Confusions en chaîne autour des horaires à rallonge à la centrale nucléaire de Gravelines. Selon nos informations, jeudi prochain, son directeur Éric Jouen est convoqué devant le tribunal de police de Dunkerque pour dépassement de la durée légale du travail. Il risque des contraventions de 4e classe pour environ 30 000 € d’amendes.

Au printemps 2007, une inspection de l’Autorité de sûreté nucléaire (ASN) de Douai avait dressé quarante-cinq procès-verbaux pour
infraction au Code du travail.

«Cette procédure vise surtout à faire réagir EDF, pour que des mesures soient prises», souligne Jessie Fourche, inspecteur des installations nucléaires, à l’origine de ces contrôles réalisés dans plusieurs services.

Ces infractions ne remettent pas en cause la sécurité du site.
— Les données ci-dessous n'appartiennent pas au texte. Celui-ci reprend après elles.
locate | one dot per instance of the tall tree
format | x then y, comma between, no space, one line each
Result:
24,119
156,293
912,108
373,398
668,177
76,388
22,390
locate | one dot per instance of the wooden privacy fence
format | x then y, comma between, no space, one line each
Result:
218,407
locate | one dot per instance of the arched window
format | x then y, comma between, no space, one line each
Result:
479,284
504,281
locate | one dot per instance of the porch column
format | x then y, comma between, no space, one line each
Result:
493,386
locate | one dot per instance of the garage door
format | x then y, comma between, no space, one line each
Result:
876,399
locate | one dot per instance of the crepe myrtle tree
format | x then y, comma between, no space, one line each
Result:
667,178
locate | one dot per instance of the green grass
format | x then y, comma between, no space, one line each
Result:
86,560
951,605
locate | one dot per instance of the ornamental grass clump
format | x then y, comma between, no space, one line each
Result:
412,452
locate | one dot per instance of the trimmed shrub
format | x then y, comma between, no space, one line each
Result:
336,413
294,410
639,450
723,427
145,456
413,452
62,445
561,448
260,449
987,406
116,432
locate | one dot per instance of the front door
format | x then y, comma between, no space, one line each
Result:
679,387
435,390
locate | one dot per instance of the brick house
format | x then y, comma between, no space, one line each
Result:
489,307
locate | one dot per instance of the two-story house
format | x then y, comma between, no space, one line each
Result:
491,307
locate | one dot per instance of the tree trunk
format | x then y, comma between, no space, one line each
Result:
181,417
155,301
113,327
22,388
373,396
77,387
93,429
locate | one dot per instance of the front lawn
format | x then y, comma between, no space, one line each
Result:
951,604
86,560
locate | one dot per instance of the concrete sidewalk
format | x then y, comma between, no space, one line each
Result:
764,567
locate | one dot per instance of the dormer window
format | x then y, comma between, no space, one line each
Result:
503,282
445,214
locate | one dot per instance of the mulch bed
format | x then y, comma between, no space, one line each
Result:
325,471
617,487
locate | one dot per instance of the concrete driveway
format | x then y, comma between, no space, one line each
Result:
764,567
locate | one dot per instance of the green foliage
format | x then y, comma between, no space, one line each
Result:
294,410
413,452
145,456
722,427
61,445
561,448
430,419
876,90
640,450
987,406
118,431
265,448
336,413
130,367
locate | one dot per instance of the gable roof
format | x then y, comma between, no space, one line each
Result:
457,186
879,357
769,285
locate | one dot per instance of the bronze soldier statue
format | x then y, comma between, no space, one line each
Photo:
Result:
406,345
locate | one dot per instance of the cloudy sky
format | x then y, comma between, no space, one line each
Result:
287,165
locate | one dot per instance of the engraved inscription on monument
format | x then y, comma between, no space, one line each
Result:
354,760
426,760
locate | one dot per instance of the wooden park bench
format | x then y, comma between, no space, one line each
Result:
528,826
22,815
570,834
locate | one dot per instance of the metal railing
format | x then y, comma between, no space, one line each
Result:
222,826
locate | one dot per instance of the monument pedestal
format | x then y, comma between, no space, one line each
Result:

Mais elles soulignent la difficulté de la plus grande centrale européenne enterme d’emplois. «EDF a un impératif de sûreté qui oblige certains salariés à rester en poste tant qu’ils ne sont pas remplacés», explique un employé.

Difficile à gérer à l’échelle d’un site fonctionnant 24 h/24, où travaillent 1 700 agents et des centaines de prestataires. En 2006, un cadre affecté à la préparation d’arrêt de tranche aurait ainsi fait un malaise après 42 heures passées consécutivement à son poste… Pointant du doigt un sous-effectif chronique, la CGT estime que «la sécurité prime, mais ce serait plus facile avec des moyens humains à la hauteur». EDF promet que ces problèmes de durée du travail seront bientôt réglés. En attendant, on fait toujours du rab à la centrale.

Sécurité: les facteurs organisationnels et humains sont à l’origine de la plupart des incidents survenant à la centrale. Au cours du premier trimestre 2008, l’ASN en a référencé 5, contre 62 en 2007.